While such percentages, which determine the essence of economic relations, may elude people’s attention, the exchange rate of the country’s main currency against other international currencies is almost always visible in various media. In addition, in today’s world, in which international transactions are commonplace, a massive number of people constantly use this ratio.

That is why it is extremely important to understand the drivers of the exchange rate and its possible impact on a particular currency. The purpose of this paper is to analyze the Australian dollar and the factors that influence its exchange rate.

What is the Interest Rate?

The first factor that has a massive impact on any exchange rate is the interest rate. In this case, the ratio set by the central bank, or Reserve Bank of Australia, is meant by this term, from which all other banks already set the ranges of annual rates (Banton, 2020). This rate is an extremely important parameter that affects the entire economic situation.

Although the interest rate is not a defining parameter, a higher interest rate usually increases the currency’s value compared to countries where the interest rate is lower (Lioudis, 2019). This relationship is based on the attractiveness of the money and the investment market: the higher the interest rate, the greater the demand for the home currency, and vice versa.

However, it is necessary to consider other factors of market attractiveness: political and economic stability, the balance of trade, and others.

Australian Interest Rate

The general principles described earlier also apply to the Australian dollar.

Australian Interest Rate
Australian Interest Rate (Atkin et al., 2021).
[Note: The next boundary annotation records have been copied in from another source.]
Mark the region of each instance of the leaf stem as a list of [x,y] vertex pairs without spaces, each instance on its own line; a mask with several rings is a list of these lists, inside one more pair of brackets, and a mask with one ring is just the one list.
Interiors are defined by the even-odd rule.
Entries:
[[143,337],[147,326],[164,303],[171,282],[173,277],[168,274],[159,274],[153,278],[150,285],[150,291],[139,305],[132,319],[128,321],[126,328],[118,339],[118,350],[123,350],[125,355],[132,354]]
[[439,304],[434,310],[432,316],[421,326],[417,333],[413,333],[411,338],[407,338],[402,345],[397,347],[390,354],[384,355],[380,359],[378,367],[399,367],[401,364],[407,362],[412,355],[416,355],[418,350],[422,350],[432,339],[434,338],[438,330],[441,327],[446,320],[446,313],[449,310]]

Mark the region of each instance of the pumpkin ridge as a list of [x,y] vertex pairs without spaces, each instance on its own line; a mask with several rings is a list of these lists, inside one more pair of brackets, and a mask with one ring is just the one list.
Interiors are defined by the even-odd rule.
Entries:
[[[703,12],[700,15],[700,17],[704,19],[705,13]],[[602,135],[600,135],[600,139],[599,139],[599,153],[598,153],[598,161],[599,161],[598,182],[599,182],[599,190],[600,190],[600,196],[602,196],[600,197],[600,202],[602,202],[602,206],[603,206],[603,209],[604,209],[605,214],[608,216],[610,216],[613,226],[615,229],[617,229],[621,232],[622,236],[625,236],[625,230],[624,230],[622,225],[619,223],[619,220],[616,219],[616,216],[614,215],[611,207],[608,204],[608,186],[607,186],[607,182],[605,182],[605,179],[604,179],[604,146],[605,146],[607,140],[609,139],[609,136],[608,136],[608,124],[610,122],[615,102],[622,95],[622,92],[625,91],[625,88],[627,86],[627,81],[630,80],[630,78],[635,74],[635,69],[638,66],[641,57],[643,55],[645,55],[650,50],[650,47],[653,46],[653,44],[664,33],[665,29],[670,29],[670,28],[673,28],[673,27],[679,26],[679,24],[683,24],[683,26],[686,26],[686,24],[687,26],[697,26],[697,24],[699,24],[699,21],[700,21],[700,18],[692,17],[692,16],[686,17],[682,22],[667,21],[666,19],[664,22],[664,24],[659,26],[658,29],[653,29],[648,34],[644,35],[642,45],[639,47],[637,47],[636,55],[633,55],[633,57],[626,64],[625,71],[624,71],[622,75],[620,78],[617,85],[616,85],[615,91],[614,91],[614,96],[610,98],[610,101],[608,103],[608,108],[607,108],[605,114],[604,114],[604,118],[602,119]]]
As you can see from the statistics, over the past ten years, the interest rate of the Reserve Bank of Australia has been steadily declining. This situation is observed not only in Australia; it is a general trend to stimulate economic growth by involving investors in riskier ventures (Lynch, 2020).

Nevertheless, in Australia, this ratio remained relatively high most of the time, which corresponded to a low level of risks and internal problems and was an indicator of a sufficiently high level of investment.

However, over the past two years, the interest rate has dropped sharply from 1.5 to 0.1 percent (Atkin et al., 2021). While the interest rate itself does not have a massive impact on the exchange rate, as stated earlier, there are several key points here.

Affecting Exchange Rate

First of all, it is the sharp decline that was carried out in just two years that is indicative. In such conditions, with a sharp reduction in the interest rate, the attractiveness of the currency is reduced, which is reflected in a decrease in the exchange rate.

Secondly, along with the value of the interest rate, the difference with the interest rates of other countries also decreases, which makes Australia less attractive to investors.

Finally, such a substantial decline means that the economy will not return to its previous values soon. Although the economy is in an early stage of recovery, it is still far from its completion (Verrender, 2021).

Therefore, it can be concluded that in the face of a sharp decline, the interest rate has become one of the main drivers of the decline in the Australian dollar’s attractiveness and exchange rate.


Atkin, T., Hartstein, I., & Jääskelä, J. (2021). Determinants of the Australian Dollar Over Recent Years. Bulletin. Web.

Banton, C. (2020). Interest rate. Investopedia.

Lioudis, N. (2019). How national interest rates affect currency values and exchange rates. Investopedia. Web.

Lynch, D. (2020). The lengthy era of rock-bottom interest rates leaving its mark on the U.S. economy. The Washington Post.

Verrender, I. (2021). Why interest rates are soaring and what it means for you. ABC News.